Putus hubungan dengan keluarga
Ditemui di Klaten, Jawa Tengah, ibu dari Walid, Sa’adah (75) mengaku tidak ingat lagi kapan terakhir kali putra bungsunya yang dia panggil Udin, berkomunikasi dengannya.
“Nggak tahu dia di mana. Cuma dengar kata orang, jadi teroris. Katanya jadi jagal, suka bunuh orang. Tapi saya tak pernah lihat, tidak mau tahu,” tuturnya kepada BeritaBenar, Senin.
“Saya hanya ingat, saat itu lebaran ia telepon bilang kalau sudah ada di tanah para nabi. Tapi saya benar-benar sudah lupa itu tahun berapa, sudah lama sekali,” kenang Sa’adah.

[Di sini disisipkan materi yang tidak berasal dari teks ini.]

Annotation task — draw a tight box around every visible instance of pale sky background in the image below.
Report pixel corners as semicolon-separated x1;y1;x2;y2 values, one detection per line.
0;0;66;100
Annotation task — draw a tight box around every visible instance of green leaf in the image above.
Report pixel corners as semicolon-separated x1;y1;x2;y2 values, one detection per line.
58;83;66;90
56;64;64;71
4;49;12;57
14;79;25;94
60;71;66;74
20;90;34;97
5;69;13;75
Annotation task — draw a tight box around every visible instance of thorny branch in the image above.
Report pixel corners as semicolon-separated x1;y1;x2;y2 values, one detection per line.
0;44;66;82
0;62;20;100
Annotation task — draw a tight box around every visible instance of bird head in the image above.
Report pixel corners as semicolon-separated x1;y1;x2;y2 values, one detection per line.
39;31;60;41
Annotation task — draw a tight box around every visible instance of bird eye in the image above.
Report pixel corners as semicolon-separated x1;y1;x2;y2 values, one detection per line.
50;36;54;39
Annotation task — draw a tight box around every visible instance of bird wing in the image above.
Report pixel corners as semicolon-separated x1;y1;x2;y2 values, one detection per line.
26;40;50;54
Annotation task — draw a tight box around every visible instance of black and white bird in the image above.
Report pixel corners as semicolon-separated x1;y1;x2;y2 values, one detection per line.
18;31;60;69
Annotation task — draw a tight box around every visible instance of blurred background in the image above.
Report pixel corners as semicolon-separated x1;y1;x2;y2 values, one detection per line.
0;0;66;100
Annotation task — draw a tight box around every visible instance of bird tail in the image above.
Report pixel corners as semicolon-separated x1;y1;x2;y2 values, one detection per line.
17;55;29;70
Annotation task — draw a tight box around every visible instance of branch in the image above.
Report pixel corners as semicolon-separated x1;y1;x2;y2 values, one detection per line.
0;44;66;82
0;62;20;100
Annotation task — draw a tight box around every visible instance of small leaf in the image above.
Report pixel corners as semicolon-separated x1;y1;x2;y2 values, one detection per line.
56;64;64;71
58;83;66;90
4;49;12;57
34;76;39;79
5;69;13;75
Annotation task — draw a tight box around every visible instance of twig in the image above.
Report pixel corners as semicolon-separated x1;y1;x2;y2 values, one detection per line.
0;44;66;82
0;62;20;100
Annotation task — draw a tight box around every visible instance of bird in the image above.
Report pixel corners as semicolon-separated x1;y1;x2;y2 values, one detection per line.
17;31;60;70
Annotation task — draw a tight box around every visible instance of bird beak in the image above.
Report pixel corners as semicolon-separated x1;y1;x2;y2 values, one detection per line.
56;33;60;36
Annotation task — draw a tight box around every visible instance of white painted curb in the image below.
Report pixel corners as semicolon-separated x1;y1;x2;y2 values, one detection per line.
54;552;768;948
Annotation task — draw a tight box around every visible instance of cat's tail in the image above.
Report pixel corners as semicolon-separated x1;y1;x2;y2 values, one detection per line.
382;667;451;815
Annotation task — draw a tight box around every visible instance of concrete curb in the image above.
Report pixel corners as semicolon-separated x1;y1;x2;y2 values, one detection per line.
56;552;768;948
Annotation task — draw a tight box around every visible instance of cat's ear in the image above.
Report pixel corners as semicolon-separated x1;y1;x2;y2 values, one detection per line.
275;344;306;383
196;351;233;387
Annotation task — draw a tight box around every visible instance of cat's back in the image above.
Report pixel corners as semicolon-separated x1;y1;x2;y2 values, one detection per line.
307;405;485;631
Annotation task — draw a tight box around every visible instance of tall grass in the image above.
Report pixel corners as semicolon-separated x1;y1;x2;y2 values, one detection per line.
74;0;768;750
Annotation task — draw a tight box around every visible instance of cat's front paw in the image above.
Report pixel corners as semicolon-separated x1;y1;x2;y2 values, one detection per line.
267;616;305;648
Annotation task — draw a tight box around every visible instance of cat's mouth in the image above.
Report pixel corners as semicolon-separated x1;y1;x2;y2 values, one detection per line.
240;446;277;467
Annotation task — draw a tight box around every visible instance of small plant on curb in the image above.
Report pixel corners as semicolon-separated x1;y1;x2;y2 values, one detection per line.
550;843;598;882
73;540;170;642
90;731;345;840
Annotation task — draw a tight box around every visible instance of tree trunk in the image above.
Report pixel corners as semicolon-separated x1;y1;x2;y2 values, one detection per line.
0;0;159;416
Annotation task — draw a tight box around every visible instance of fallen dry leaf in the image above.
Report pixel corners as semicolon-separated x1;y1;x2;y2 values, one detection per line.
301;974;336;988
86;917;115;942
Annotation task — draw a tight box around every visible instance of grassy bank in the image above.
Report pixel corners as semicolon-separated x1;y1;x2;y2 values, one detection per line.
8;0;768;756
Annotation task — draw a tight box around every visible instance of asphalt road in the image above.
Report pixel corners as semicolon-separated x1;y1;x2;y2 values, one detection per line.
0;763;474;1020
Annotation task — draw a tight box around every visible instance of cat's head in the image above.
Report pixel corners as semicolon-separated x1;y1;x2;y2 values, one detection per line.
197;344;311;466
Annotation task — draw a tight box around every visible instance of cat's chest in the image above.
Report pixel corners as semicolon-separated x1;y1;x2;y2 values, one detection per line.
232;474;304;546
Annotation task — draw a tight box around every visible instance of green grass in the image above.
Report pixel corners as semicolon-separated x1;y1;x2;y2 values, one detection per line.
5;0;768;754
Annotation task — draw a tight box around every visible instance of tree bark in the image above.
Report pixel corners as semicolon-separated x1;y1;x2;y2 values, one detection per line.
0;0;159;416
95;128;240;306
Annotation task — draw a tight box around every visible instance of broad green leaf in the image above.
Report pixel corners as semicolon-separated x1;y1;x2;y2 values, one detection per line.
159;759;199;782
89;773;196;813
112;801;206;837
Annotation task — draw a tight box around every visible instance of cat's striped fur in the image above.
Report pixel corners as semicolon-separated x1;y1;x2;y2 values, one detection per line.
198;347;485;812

“Dimanapun dia, semoga berada di buminya Allah yang direstui, diridhoi dan diberkahi,” ucap ibu delapan anak ini.
Menurutnya, sejak usia belasan tahun Saifuddin nyaris tak pernah di rumah karena usai tamat sekolah dasar, melanjutkan pendidikan di Pondok Pesantren Al Mukmin, Ngruki, di Solo, yang didirikan Abu Bakar Baasyir, pemimpin spiritual Jamaah Islamiyah (JI).
Menurut catatan, Walid sempat menuntut ilmu di Madrasah Tsanawiyah (setingkat SMP) dan setahun di Khuliaffatul Mualimin atau setingkat SMA di Ponpes Al Mukmin. Ia juga sempat belajar di Lembaga Ilmu Pengetahuan Islam dan Arab (LIPIA) di Jakarta, lembaga yang didanai oleh pemerintah Arab Saudi.
Pada 2000-2001, Saifuddin pulang ke kampung dan mengatakan pada keluarganya dari Ambon, Maluku. Sementara itu, saudara kembarnya, Muhammad Nurudin alias Walad, tewas tertembak dalam konflik komunal di Ambon pada 1999.
“Mereka kembar, dan satu tewas di Ambon, satunya Walid ini. Pulang dari Ambon, dia ke Filipina,” terang Irjen Pol Hamidin.
Militan berpengaruh
Pasca Bom Bali I tahun 2002 yang menewaskan 202 orang, Walid meninggalkan rumahnya dan berangkat ke Filipina bersama Dulmatin dan Umar Patek, dua dari sejumlah tokoh JI yang terlibat Bom Bali I.
Pada 2005 saat hendak pulang ke Indonesia, Walid ditangkap polisi Filipina atas kepemilikan senjata ilegal dan bahan peledak. Ia divonis sembilan tahun penjara pada 2007. Setelah bebas, dia dipulangkan ke Indonesia pada Desember 2013.
Kemudian, dia menikahi janda dari Budi Bagus Pranoto alias Urwah, pelaku utama bom Ritz Carlton dan JW Marriot di Jakarta tahun 2009.
Bersama istrinya ia kemudian meninggalkan Indonesia dan diduga berangkat ke Suriah untuk bergabung ISIS.
“Dia berangkat ke sana (Suriah) sekitar 2013 – 2014, sekeluar dari penjara Filipina. Dia disinyalir jadi pengajar syar’i (ilmu agama) untuk yang datang dari Asia Tenggara, orang-orang Malaysia dan Indonesia yang ada di sana,” jelas Hamidin.